# Windows XP nvidia performance issues



## mrhuggles (Apr 7, 2009)

seeing some really bad performance issues, computer becomes almost unusable, is that a common thing? as soon as i have a chance i am gonna try out vista64 unless anyone knows something i don't...


----------



## BUCK NASTY (Apr 9, 2009)

mrhuggles said:


> seeing some really bad performance issues, computer becomes almost unusable, is that a common thing? as soon as i have a chance i am gonna try out vista64 unless anyone knows something i don't...

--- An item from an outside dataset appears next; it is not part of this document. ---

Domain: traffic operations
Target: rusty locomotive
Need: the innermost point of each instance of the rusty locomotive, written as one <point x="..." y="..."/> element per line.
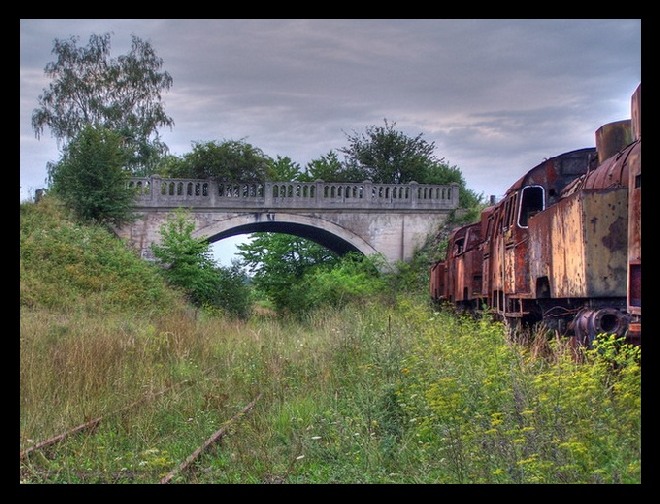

What are your affinity's with the clients? You may have too CPU usage and it would be affecting all clients.


----------



## SparkyJJO (Apr 9, 2009)

Also, what drivers?  181.20 in XP result in 0% CPU usage, at least with my 8800GS's and 9600GSO.  Two GPUs on a single core CPU running WCG FTW.


----------



## mrhuggles (Apr 9, 2009)

i should have been more specific, there isn't really much cpu usage at all, its something else, i cant tell what, its not using too much ram and its not using much cpu at all, the computer just gets unbearably slow, if i try to load a video in media player classic it wont load even after a whole minute

running only the nvidia gpu client, 8600gts


----------



## magibeg (Apr 9, 2009)

Did you try reinstalling the drivers yet?


----------



## mrhuggles (Apr 9, 2009)

yes.

reportedly this is a common thing, in windows XP, supposedly it doesn't affect vista


----------



## mrhuggles (Apr 9, 2009)

i figured it out! it was because my media player was using overlay, looks like anything that uses overlay wont work properly cuz folding@home keeps the gpu busy i guess? not real sure. switching to a mode that didn't use overlay completely fixed it


----------